I'm not sure what that means... It sounds like you want me to apply a .patch file to the .xml file, but I'm not seeing any patch file included with this module. Is there just something I'm missing? Is this related to the database table not being created?
Thank you for any help you can provide.
Comment | File | Size | Author |
---|---|---|---|
#7 | solrconfig-solr3x.xml_.patch | 702 bytes | shenzhuxi |
Comments
Comment #1
shenzhuxi CreditAttribution: shenzhuxi commentedSorry, I forget to push to git.
I just fix it.
Comment #2
georgedamonkey CreditAttribution: georgedamonkey commentedExcellent, thank you. Now, that takes a bit to roll over to drupal.org, right?
Comment #3
georgedamonkey CreditAttribution: georgedamonkey commentedI was just looking at this again, and with this error: SQLSTATE[42S02]: Base table or view not found: 1146 Table 'drupal_ripon.apachesolr_index_entities_file' doesn't exist, I decided to look at the website's database. Took me a while to notice it, but the table in the database for this module is titled this: apachesolr_index_enities_file. There's a 't' missing. I renamed the table, and I no longer get that error.
Comment #4
shenzhuxi CreditAttribution: shenzhuxi commentedThere's a typo for the table name in the .install file before, so after you update the module, you need uninstall and re-enable the module. Sorry for that.
Comment #5
georgedamonkey CreditAttribution: georgedamonkey commentedExcellent. I did what you said, and it installed just fine. Thank you!
Comment #6
andreicio CreditAttribution: andreicio commentedAbout the .patch file: I can see commits dated May 4, and the xml patch is still missing. Could you please post the patch here, attached to a comment? Or at least the code that needs to be added? I suppose it declares the /update/extract requestHandler, but I know way too little Solr to try it myself.
Thank you.
Comment #7
shenzhuxi CreditAttribution: shenzhuxi commentedI just add the patch.

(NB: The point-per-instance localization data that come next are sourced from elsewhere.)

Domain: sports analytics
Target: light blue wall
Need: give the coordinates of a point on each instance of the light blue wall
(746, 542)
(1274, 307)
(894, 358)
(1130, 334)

Sorry I forgot to commit it.
Comment #8
georgedamonkey CreditAttribution: georgedamonkey commentedThank you.
I just applied the patch. After looking over the content of that patch file, it looks like that makes it so the text within a document is then indexed. Am I correct with this? If that's the case, should I re-index the site for it to take effect?
Comment #9
shenzhuxi CreditAttribution: shenzhuxi commentedYes you need re-index.
Comment #10
georgedamonkey CreditAttribution: georgedamonkey commentedHello,
After applying the patch, I now get this error as files get indexed:
Notice: unserialize(): Error at offset 0 of 7253 bytes in apachesolr_file_extract() (line 88 of /var/www/clients/client2/web2/web/sites/all/modules/apachesolr_file/apachesolr_file.module).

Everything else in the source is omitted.